4. Le pendule de Foucault

Le Musée des Arts et Métiers conserve la sphère originale du pendule de Foucault. Pour fonctionner, un pendule de Foucault a besoin d’une grande hauteur de suspension, et la voûte de l’église s’y prête parfaitement.

La démonstration actuelle permet de revivre l’expérience de 1851, mais l’appareil qui oscille aujourd’hui n’est évidemment pas l’objet original.

Dans ma mémoire, le Panthéon reste surtout important parce que c’est là que Foucault réalisa sa célèbre démonstration publique en 1851. Le Panthéon est donc le lieu du grand moment historique, tandis que le musée conserve un élément original lié à cette expérience.

Le pendule de Foucault

5. Le supercalculateur Cray-2

Le musée présente aussi un Cray-2, un supercalculateur utilisé dans les années 1980 à l’École polytechnique. Aujourd’hui, la puissance de calcul d’un simple téléphone portable dépasse probablement largement celle de cette machine, qui était pourtant, en 1985, un véritable outil de prestige réservé aux grandes institutions scientifiques.

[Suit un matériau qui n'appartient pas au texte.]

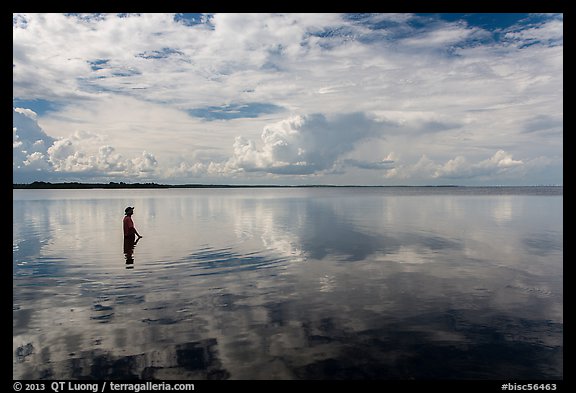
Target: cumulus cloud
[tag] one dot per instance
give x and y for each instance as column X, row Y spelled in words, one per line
column 303, row 94
column 36, row 154
column 499, row 165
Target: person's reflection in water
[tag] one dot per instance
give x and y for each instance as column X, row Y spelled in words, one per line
column 129, row 244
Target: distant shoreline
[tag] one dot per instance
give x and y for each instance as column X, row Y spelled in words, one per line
column 121, row 185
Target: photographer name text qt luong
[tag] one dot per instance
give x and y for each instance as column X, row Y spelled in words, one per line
column 74, row 386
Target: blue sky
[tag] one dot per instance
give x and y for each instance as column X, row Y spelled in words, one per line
column 367, row 99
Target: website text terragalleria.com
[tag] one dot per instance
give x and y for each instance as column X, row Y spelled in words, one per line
column 101, row 387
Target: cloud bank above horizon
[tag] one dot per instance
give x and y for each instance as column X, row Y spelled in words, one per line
column 367, row 99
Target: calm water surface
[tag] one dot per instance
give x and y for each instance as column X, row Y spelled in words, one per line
column 325, row 283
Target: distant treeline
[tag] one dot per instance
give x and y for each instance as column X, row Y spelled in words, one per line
column 73, row 185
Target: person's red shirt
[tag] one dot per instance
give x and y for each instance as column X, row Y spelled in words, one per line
column 128, row 226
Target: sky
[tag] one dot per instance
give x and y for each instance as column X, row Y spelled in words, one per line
column 288, row 99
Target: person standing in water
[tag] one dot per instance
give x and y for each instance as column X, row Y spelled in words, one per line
column 130, row 234
column 129, row 228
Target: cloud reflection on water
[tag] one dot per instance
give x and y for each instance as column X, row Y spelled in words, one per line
column 295, row 285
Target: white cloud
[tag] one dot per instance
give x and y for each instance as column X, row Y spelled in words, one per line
column 303, row 144
column 443, row 96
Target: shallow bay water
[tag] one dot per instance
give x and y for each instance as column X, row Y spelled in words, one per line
column 289, row 283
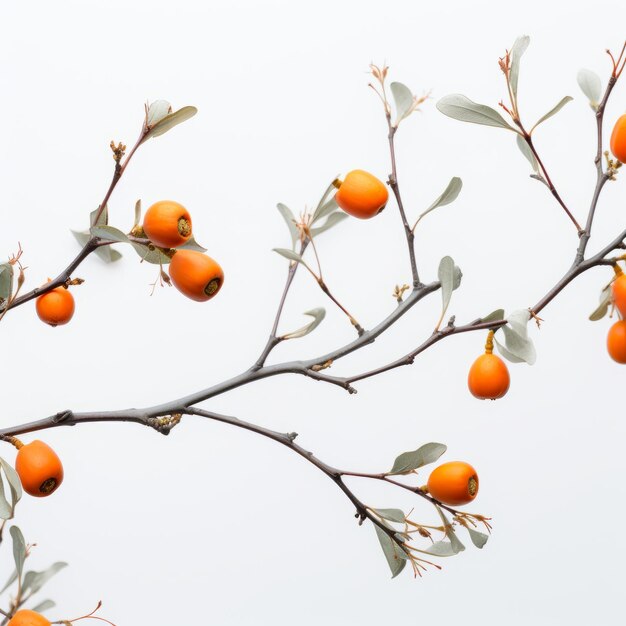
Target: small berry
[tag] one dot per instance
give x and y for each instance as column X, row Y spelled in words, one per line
column 39, row 468
column 167, row 224
column 454, row 483
column 361, row 194
column 196, row 275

Son importance ne tient pas seulement au fait qu’il calculait vite. Il montre surtout le moment où l’humanité a commencé à utiliser les ordinateurs pour simuler le monde naturel : la météo, l’air, l’eau, les matériaux, l’espace. Ce qui relevait autrefois de l’expérience physique ou du calcul manuel pouvait désormais être modélisé par des supercalculateurs.

Le supercalculateur Cray-2

6. Le prototype de robot martien

Autre pièce intéressante : un prototype de robot d’exploration martienne, réalisé grâce à une collaboration entre le LAAS — le Laboratoire d’analyse et d’architecture des systèmes de Toulouse —, Alcatel Espace et le VNII Transmash russe.

Ce petit robot raconte une époque où l’exploration spatiale reposait sur de grandes coopérations entre laboratoires publics, industriels européens et instituts russes. Il ne s’agit pas seulement d’un objet technique, mais aussi d’un témoin d’un moment particulier de l’histoire industrielle et spatiale.

Alcatel Espace appartenait alors à l’univers d’ALCATEL, ancien géant français des télécommunications et de l’industrie. Depuis, ce groupe a été restructuré, fusionné, vendu par morceaux, puis absorbé dans d’autres ensembles. L’ALCATEL de cette époque n’existe donc plus vraiment aujourd’hui : il reste un nom, des héritages techniques, mais plus le grand groupe industriel tel qu’on pouvait l’imaginer autrefois.

Le prototype de robot martien

Petite conclusion

Ce musée est intéressant parce qu’il ne montre pas seulement des objets anciens. Il montre des moments où l’humanité a essayé de comprendre, de voler, de calculer, d’explorer et de transformer le monde.

Entre l’ancienne église, les avions suspendus, le pendule, le supercalculateur et le robot martien, on a l’impression de traverser plusieurs rêves techniques à la fois.